🤖 AI Summary
Attention-based re-rankers suffer from noise and redundancy due to the excessive number of Transformer attention heads, limiting retrieval effectiveness.
Method: We propose CoRe (Contrastive Re-ranking), a parameter-free framework that employs contrastive learning to quantify the discriminative attention of each head toward relevant documents, enabling dynamic selection of high-value heads. Furthermore, we introduce a relative ranking criterion to identify the optimal head distribution—empirically concentrated in middle layers—and prune the last 50% of layers to accelerate inference.

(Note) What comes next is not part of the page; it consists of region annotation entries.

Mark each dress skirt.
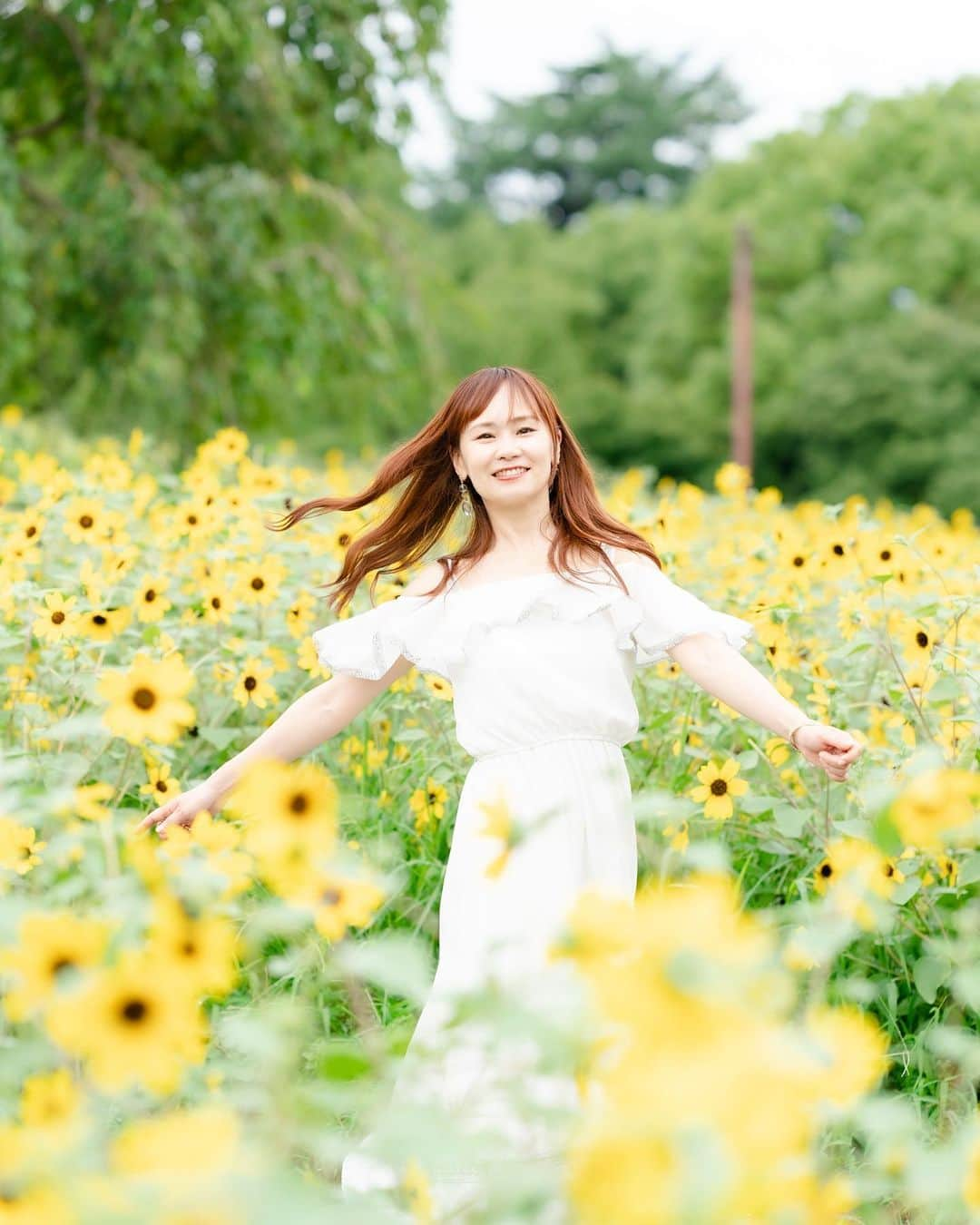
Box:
[340,735,637,1191]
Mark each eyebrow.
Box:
[469,413,538,430]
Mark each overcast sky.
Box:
[403,0,980,167]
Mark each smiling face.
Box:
[454,384,561,508]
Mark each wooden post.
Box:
[731,224,752,474]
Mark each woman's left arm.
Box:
[668,633,864,781]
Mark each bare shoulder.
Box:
[609,545,661,570]
[402,561,442,595]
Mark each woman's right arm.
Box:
[137,657,412,833]
[137,563,442,833]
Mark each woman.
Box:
[135,367,861,1205]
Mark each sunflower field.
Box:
[0,405,980,1225]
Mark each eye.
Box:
[476,425,534,442]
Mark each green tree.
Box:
[417,78,980,514]
[0,0,446,460]
[425,41,749,229]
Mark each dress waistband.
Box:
[473,735,622,762]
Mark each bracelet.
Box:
[787,719,817,752]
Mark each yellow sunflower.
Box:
[0,817,48,876]
[0,910,113,1022]
[31,592,76,642]
[408,778,449,833]
[45,949,207,1094]
[231,655,278,710]
[227,759,339,855]
[74,608,132,642]
[312,874,385,939]
[689,757,749,821]
[147,890,238,996]
[133,574,172,625]
[97,652,195,745]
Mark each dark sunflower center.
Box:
[119,997,150,1025]
[132,685,157,710]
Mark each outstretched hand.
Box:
[797,723,865,783]
[136,777,225,838]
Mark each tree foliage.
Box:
[421,42,749,229]
[416,78,980,512]
[0,0,445,460]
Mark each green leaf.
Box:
[949,965,980,1012]
[871,808,904,855]
[911,953,952,1004]
[956,851,980,885]
[739,795,780,817]
[773,804,809,838]
[197,728,241,752]
[333,932,433,1004]
[892,876,923,906]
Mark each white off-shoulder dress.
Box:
[314,552,753,1205]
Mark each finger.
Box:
[157,805,180,837]
[136,801,172,829]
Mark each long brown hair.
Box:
[266,367,662,612]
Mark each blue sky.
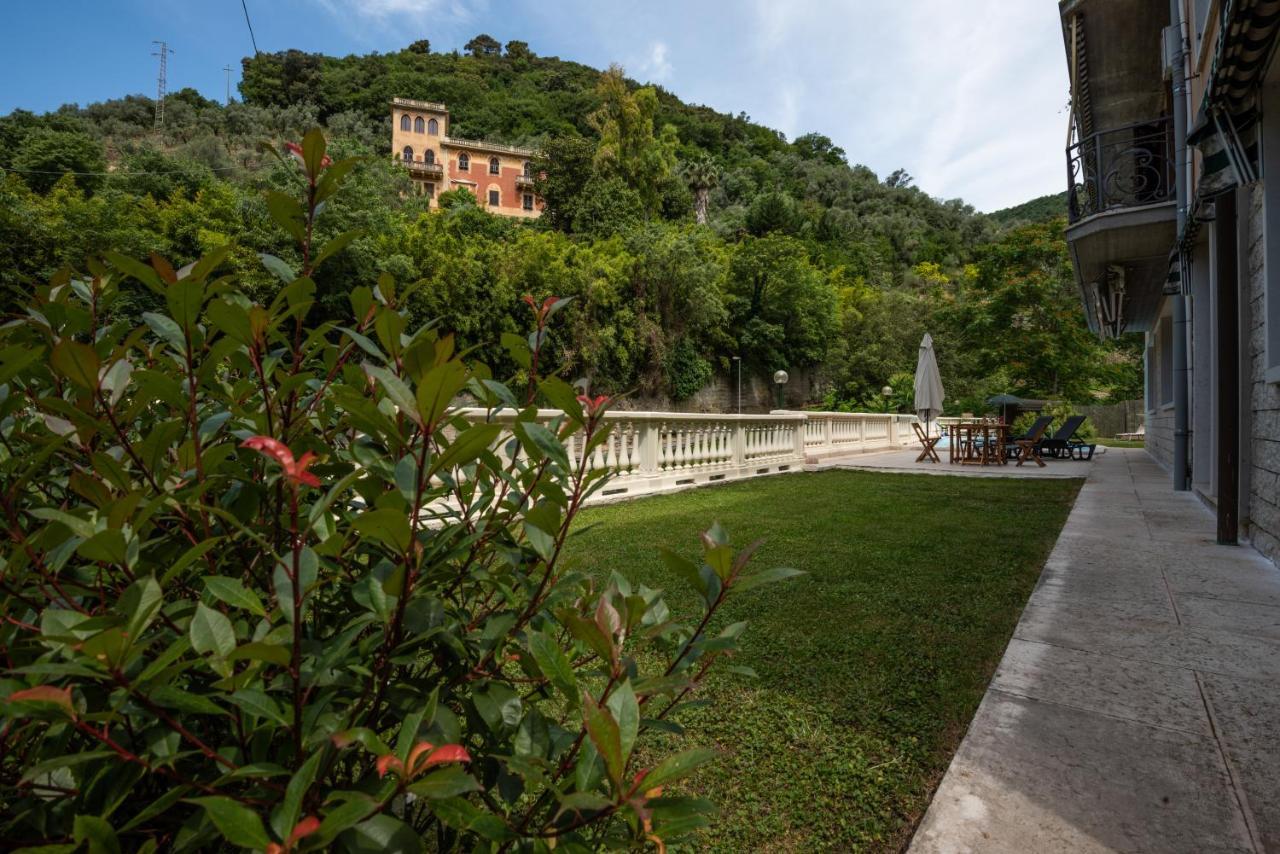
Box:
[0,0,1068,210]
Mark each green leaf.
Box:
[417,361,470,425]
[352,507,411,552]
[582,691,626,791]
[311,228,364,269]
[730,566,805,593]
[227,688,289,726]
[605,680,640,767]
[259,252,298,284]
[189,796,271,849]
[431,798,511,842]
[659,548,707,599]
[365,365,419,421]
[428,424,502,476]
[641,748,717,789]
[408,766,480,800]
[205,575,266,617]
[189,602,236,658]
[271,750,325,839]
[529,631,579,705]
[120,575,164,639]
[49,338,99,389]
[76,528,125,565]
[165,279,205,330]
[73,816,120,854]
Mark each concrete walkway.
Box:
[910,448,1280,854]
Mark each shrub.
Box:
[0,132,792,854]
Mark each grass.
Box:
[560,471,1082,851]
[1089,439,1147,448]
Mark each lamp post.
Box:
[733,356,742,415]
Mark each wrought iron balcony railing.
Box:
[1066,115,1175,223]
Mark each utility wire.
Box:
[241,0,260,56]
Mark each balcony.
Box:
[401,160,444,178]
[1066,115,1178,337]
[1066,115,1175,224]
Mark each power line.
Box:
[151,40,173,129]
[241,0,259,56]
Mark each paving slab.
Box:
[910,448,1280,854]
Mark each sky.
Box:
[0,0,1068,211]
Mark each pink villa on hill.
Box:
[392,97,543,216]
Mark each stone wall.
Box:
[1146,406,1174,471]
[1242,181,1280,563]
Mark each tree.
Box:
[0,132,797,854]
[13,128,106,192]
[727,234,837,370]
[791,133,847,166]
[507,41,534,59]
[588,65,676,215]
[534,136,595,232]
[684,155,719,225]
[462,33,502,56]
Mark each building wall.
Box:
[1240,181,1280,562]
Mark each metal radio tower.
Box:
[151,41,173,128]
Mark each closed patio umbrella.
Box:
[915,333,946,431]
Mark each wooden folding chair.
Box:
[1014,421,1048,469]
[911,421,942,462]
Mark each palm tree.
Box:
[684,155,719,225]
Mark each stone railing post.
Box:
[640,419,662,475]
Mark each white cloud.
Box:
[639,41,671,82]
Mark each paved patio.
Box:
[910,448,1280,854]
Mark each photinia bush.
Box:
[0,132,792,854]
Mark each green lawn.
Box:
[560,471,1082,851]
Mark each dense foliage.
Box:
[0,36,1139,410]
[0,132,796,854]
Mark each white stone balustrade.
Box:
[462,408,915,501]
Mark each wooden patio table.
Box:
[950,421,1009,466]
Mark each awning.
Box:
[1187,0,1280,196]
[1201,0,1280,120]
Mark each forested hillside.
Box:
[0,36,1140,410]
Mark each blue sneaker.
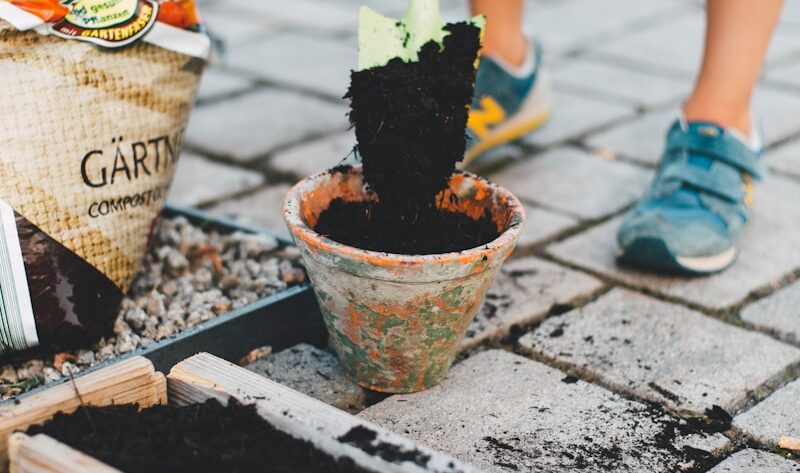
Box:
[617,121,763,274]
[462,42,551,167]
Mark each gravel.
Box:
[0,217,306,399]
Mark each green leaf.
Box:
[358,0,485,71]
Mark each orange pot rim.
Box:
[282,165,525,268]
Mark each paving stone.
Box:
[186,89,348,162]
[781,2,800,28]
[753,85,800,145]
[553,58,691,107]
[168,153,264,206]
[197,68,252,101]
[224,0,358,32]
[740,281,800,342]
[733,380,800,448]
[522,91,633,146]
[245,343,365,413]
[523,0,683,51]
[269,131,356,177]
[594,13,800,77]
[708,448,800,473]
[586,85,800,168]
[519,289,800,414]
[461,257,603,348]
[491,147,651,219]
[201,8,282,47]
[209,184,290,237]
[519,204,578,247]
[586,107,679,166]
[765,61,800,87]
[547,176,800,309]
[360,350,728,472]
[764,141,800,181]
[225,32,357,98]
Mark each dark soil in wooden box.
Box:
[27,400,368,473]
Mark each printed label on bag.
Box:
[0,0,211,59]
[49,0,159,48]
[0,200,39,353]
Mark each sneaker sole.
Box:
[619,238,738,275]
[459,69,552,169]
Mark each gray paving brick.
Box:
[245,343,365,412]
[766,60,800,87]
[553,58,691,107]
[186,89,348,162]
[491,147,651,219]
[733,380,800,448]
[210,184,290,236]
[201,8,282,46]
[224,0,358,32]
[586,107,679,166]
[225,32,358,98]
[168,153,264,206]
[269,131,356,177]
[523,0,682,51]
[595,13,800,77]
[740,282,800,342]
[781,2,800,27]
[764,141,800,177]
[708,448,800,473]
[522,92,633,146]
[461,257,603,348]
[197,68,252,101]
[753,85,800,144]
[519,289,800,414]
[586,86,800,165]
[519,204,578,248]
[360,350,727,472]
[547,176,800,309]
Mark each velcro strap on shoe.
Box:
[667,133,764,179]
[658,162,745,203]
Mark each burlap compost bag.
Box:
[0,0,208,353]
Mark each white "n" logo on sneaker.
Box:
[467,96,506,138]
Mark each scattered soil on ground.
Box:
[315,23,498,254]
[28,400,367,473]
[338,425,431,468]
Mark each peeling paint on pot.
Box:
[283,167,525,393]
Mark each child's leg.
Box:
[684,0,783,135]
[471,0,528,67]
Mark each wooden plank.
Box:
[0,204,328,409]
[0,357,167,471]
[9,432,122,473]
[167,353,484,473]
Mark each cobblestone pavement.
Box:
[171,0,800,472]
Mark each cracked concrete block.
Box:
[519,289,800,415]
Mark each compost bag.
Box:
[0,0,209,354]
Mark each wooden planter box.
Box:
[0,206,328,408]
[0,353,477,473]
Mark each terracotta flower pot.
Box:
[283,166,525,393]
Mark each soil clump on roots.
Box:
[315,23,499,254]
[27,400,367,473]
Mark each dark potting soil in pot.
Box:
[27,400,368,473]
[314,23,498,254]
[314,195,498,255]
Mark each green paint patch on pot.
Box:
[425,327,456,349]
[442,286,464,307]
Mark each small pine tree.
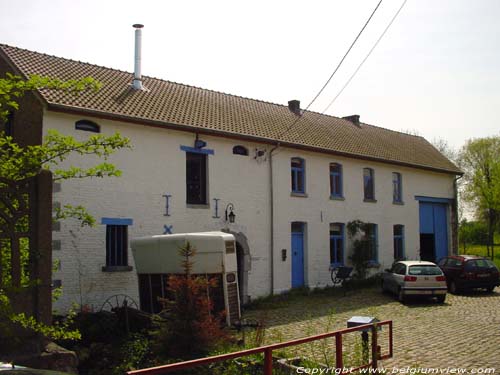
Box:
[159,241,228,358]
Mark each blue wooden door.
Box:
[420,202,448,262]
[292,230,304,288]
[434,204,448,262]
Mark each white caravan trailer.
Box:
[130,232,241,325]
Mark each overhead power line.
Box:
[321,0,408,113]
[277,0,382,140]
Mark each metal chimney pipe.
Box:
[132,23,144,90]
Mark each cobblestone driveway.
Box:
[244,288,500,374]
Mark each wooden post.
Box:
[372,323,379,368]
[30,170,52,325]
[264,348,273,375]
[335,333,344,369]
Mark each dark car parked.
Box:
[438,255,500,293]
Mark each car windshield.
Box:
[408,265,441,276]
[466,259,495,270]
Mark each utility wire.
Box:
[277,0,382,141]
[321,0,408,114]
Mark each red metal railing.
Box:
[127,320,393,375]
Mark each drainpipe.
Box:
[452,175,463,255]
[269,142,280,295]
[132,23,144,90]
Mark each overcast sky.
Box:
[0,0,500,147]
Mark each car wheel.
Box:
[449,281,458,294]
[398,288,406,303]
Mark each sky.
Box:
[0,0,500,148]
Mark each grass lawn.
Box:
[458,236,500,269]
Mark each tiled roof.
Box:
[0,44,461,173]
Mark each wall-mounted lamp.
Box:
[226,203,236,223]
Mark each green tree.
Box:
[0,73,130,338]
[459,136,500,259]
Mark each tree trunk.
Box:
[488,208,495,261]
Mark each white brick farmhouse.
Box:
[0,45,461,310]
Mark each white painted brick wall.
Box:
[44,112,453,311]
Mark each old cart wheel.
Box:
[398,288,406,303]
[101,294,139,311]
[437,294,446,303]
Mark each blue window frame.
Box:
[330,163,343,198]
[392,172,403,203]
[365,224,378,263]
[330,223,345,266]
[393,224,405,260]
[291,158,306,194]
[186,152,208,204]
[363,168,375,200]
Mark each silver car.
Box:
[382,261,447,303]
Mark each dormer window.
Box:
[233,145,248,156]
[75,120,101,133]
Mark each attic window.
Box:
[233,146,248,156]
[75,120,101,133]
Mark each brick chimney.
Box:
[288,100,302,116]
[342,115,361,128]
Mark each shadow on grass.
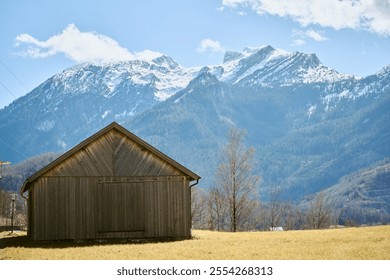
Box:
[0,232,186,249]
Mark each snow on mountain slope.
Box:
[210,46,358,86]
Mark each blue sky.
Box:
[0,0,390,108]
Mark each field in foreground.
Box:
[0,226,390,260]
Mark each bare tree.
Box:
[216,128,260,232]
[305,192,334,229]
[265,187,286,230]
[191,188,208,229]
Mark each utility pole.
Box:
[0,160,11,232]
[0,160,11,179]
[11,193,16,233]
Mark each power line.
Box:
[0,81,17,99]
[0,59,28,91]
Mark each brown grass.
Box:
[0,226,390,260]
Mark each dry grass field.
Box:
[0,226,390,260]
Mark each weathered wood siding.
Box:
[29,129,191,240]
[45,130,183,176]
[30,176,191,240]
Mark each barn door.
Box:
[98,182,145,232]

Contribution/Results: CoRe requires no fine-tuning, supports zero-shot and long-context large language models (LLMs), and operates at the list level. Evaluated on three mainstream LLMs, it achieves state-of-the-art re-ranking performance using fewer than 1% of attention heads—significantly outperforming strong baselines while drastically reducing computational overhead.
📝 Abstract
The strong zero-shot and long-context capabilities of recent Large Language Models (LLMs) have paved the way for highly effective re-ranking systems. Attention-based re-rankers leverage attention weights from transformer heads to produce relevance scores, but not all heads are created equally: many contribute noise and redundancy, thus limiting performance. To address this, we introduce CoRe heads, a small set of retrieval heads identified via a contrastive scoring metric that explicitly rewards high attention heads that correlate with relevant documents, while downplaying nodes with higher attention that correlate with irrelevant documents. This relative ranking criterion isolates the most discriminative heads for re-ranking and yields a state-of-the-art list-wise re-ranker. Extensive experiments with three LLMs show that aggregated signals from CoRe heads, constituting less than 1% of all heads, substantially improve re-ranking accuracy over strong baselines. We further find that CoRe heads are concentrated in middle layers, and pruning the computation of final 50% of model layers preserves accuracy while significantly reducing inference time and memory usage.